Waar kan je de ware vinden? Je kunt moeilijk in je bankje gaan zitten wachten tot hij komt. Want dan kan je blijven wachten MAAR als je zelf op zoekt gaat dan kom je meestal ook idd verkeerde jongens tegen die niet eerlijk tegen je zijn en zo geraak je meer en meer gefrustreerd.
Je vertrouwen in jongens geraakt daardoor weg ...
Waarom geef je niet aan je vader, oom, oudere broer, neef,... dat je wilt trouwen en er aan toe bent en of ze niet een goede persoon kennen die ook wilt trouwen. Het hoeft niet per se familie te zijn maar buitenstaanders.

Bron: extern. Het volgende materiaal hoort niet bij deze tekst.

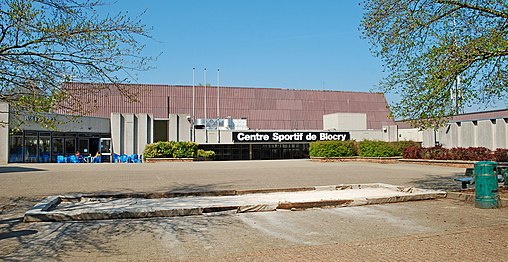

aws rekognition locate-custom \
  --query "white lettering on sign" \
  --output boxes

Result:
[272,133,303,142]
[233,132,350,143]
[319,133,346,141]
[237,133,270,141]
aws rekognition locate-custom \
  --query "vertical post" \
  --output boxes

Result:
[204,68,208,143]
[216,69,220,143]
[190,67,196,142]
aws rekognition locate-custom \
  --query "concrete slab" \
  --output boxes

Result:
[23,183,446,222]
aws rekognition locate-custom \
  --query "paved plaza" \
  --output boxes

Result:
[0,160,508,261]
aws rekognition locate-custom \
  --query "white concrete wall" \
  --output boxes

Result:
[494,118,508,148]
[111,113,153,155]
[168,114,191,141]
[323,113,367,131]
[0,103,9,164]
[398,128,423,142]
[430,118,508,150]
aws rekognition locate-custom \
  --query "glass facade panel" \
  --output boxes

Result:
[24,136,38,163]
[9,136,23,163]
[78,139,90,156]
[52,138,64,162]
[39,137,51,163]
[65,137,76,156]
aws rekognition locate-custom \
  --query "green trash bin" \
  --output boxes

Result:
[497,165,508,186]
[474,161,499,208]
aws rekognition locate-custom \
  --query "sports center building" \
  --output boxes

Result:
[0,83,508,163]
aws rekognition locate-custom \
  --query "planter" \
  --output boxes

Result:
[310,156,402,163]
[144,157,194,163]
[399,159,478,168]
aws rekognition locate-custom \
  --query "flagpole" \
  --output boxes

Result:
[217,68,220,143]
[190,67,196,142]
[204,67,208,143]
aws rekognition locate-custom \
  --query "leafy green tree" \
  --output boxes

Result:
[361,0,508,128]
[0,0,150,126]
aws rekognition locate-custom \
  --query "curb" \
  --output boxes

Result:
[23,183,446,222]
[446,192,508,207]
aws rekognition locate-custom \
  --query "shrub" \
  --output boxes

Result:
[403,146,498,161]
[173,142,198,158]
[309,141,355,157]
[197,149,215,159]
[360,140,402,157]
[143,141,198,158]
[390,141,422,156]
[402,146,422,159]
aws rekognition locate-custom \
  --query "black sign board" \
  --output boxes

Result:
[233,132,351,143]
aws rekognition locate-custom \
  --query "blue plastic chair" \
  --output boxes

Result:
[120,154,129,163]
[69,155,79,163]
[56,156,67,163]
[130,154,139,163]
[113,154,120,163]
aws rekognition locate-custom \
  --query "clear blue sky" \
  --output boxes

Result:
[108,0,504,111]
[114,0,382,91]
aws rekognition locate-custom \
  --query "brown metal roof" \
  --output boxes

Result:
[396,109,508,129]
[59,83,394,130]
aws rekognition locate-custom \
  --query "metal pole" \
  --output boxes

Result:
[204,68,208,143]
[191,67,196,142]
[217,69,220,143]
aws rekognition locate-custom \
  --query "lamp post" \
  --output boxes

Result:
[189,67,196,142]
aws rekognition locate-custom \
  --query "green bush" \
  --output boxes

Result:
[390,141,422,156]
[359,140,402,157]
[198,149,215,159]
[309,141,356,157]
[173,142,198,158]
[143,141,198,158]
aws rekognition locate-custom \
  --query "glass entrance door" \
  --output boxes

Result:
[99,138,113,162]
[39,136,51,163]
[52,138,65,163]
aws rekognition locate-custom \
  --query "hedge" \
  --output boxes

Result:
[309,141,356,157]
[403,146,508,162]
[359,140,401,157]
[197,149,215,159]
[143,141,198,158]
[309,140,420,157]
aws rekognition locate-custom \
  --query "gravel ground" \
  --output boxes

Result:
[0,161,508,261]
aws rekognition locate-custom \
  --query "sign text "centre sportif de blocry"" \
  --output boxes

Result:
[233,132,350,143]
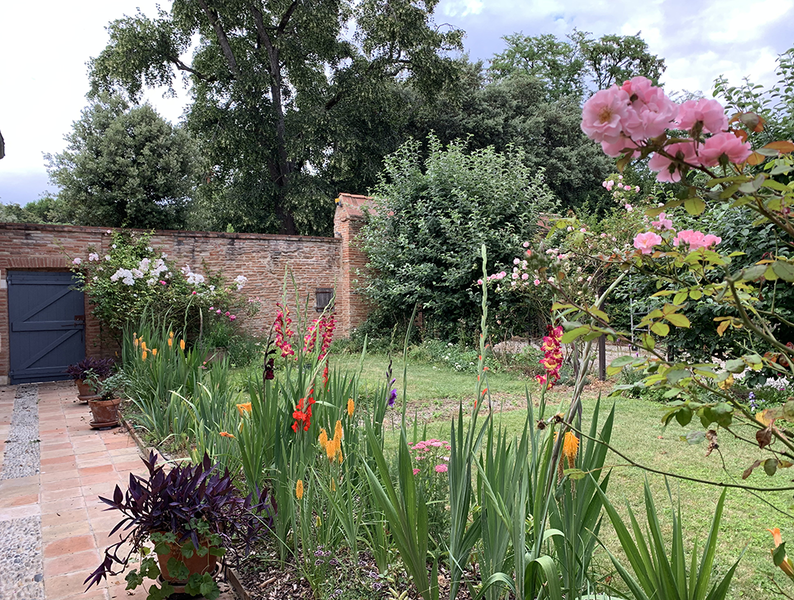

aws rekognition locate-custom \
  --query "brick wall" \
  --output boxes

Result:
[0,206,367,385]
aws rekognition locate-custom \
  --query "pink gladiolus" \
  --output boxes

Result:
[677,98,728,133]
[700,133,753,167]
[673,229,722,251]
[651,213,673,230]
[582,86,629,144]
[634,231,662,254]
[648,142,699,183]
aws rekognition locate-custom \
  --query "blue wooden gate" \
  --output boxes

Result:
[7,271,85,384]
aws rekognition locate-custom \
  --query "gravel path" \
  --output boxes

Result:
[0,385,44,600]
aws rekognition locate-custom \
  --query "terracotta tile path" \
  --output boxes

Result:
[0,382,153,600]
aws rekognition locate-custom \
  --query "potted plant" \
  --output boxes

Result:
[84,452,267,600]
[66,356,113,403]
[86,371,127,429]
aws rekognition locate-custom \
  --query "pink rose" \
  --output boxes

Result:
[673,229,722,251]
[582,86,629,144]
[634,231,662,254]
[651,213,673,230]
[677,98,728,133]
[621,77,678,140]
[700,133,753,167]
[648,142,699,183]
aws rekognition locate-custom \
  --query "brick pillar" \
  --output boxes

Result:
[334,194,371,337]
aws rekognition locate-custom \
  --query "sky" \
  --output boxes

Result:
[0,0,794,204]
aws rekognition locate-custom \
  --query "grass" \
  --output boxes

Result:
[336,355,794,599]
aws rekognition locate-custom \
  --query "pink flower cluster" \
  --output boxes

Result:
[273,303,295,358]
[634,213,722,254]
[303,314,336,360]
[535,325,563,389]
[582,77,752,182]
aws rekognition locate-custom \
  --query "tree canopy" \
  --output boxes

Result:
[46,94,197,229]
[90,0,462,233]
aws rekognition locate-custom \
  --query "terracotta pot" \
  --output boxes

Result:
[88,396,121,429]
[157,544,218,585]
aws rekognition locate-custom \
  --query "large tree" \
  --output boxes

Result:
[489,30,666,98]
[90,0,462,233]
[42,94,198,229]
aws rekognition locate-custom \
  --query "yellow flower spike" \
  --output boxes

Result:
[767,527,794,579]
[562,431,579,469]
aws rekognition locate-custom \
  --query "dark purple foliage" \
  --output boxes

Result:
[66,356,113,380]
[84,452,272,588]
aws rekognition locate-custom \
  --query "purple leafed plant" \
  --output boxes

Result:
[84,452,272,588]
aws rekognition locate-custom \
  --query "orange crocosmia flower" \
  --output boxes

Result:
[295,479,303,500]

Je broers, neven, oom, vader, kennen de jongen in kwestie als de beste en weten of ze wel een goede moslim man is.
Je moet niet verlegen zijn om te zeggen tegen je ouders dat je wilt trouwen. Je hoeft daarvoor niet te schamen.

----------


## Selwa

> _Geplaatst door NaimaSoussia_ 
> *ha ha ha laat ze weten dat je wanhopig bent.
> 
> tfoe ik zie het al voor me, he mensen willen jullie een beetje voor me rondkijken. please? *




Dus jij vind het wanhopig om andere mensen te laten weten dat je idd wilt trouwen en er klaar voor bent? Jij vind het wanhopig om te gaan trouwen om zo de helft van de islam te vervullen?
Blijf dan jij maar lekker alleen een non

----------


## NaimaSoussia

Sorry hoor maar ik snap best dat je er iets voor moet doen en dat je er voor open moet staan. Maar je kennissen gaan vertellen dat je op zoek bent. NEE sorry. Aangezien ik weet hoe marokkanen in elkaar zitten.

----------


## vredigleven

Assalaam Aleikum zuster,

Zover ik weet zijn er maar beperkte gelegenheden/plaatsen waar jonge serieuze Moslims & Moslima's elkaar zouden kunnen tegenkomen. Het internet is natuurlijk een goed medium maar niet het enige. Naast een oproepje hier zou je uiteraard alle andere mogelijke opties open moeten houden.

In de tussentijd is het belangrijk, in mijn optiek, dat je positief en optimistisch blijft. Neem nooit de houding aan van "mijn leven is pas compleet als ik een partner heb" of "ik zal pas echt gelukkig worden als ik de ware heb ontmoet"! Je leven zodanig regelen dat je alle tuitjes in handen hebt en in absolute controle bent van je stemming. Wat ook helpt is om elke nieuwe poging met een zeer lage verwachting in te gaan - het kan je achteraf alleen maar meevallen. De mannen die jou over het hoofd hebben gezien zijn gewoon niet slim genoeg - zo zou je het in feite voor jezelf kunnen redeneren. Geduld is niet de juiste weg want hoe meer geduld je hebt des te meer mannen er gebruik van gaan maken. En zoals eerder vermeld in de reacties hierboven; de grappenmakers vis je er met gemak uit!

Suc6 met alles!

----------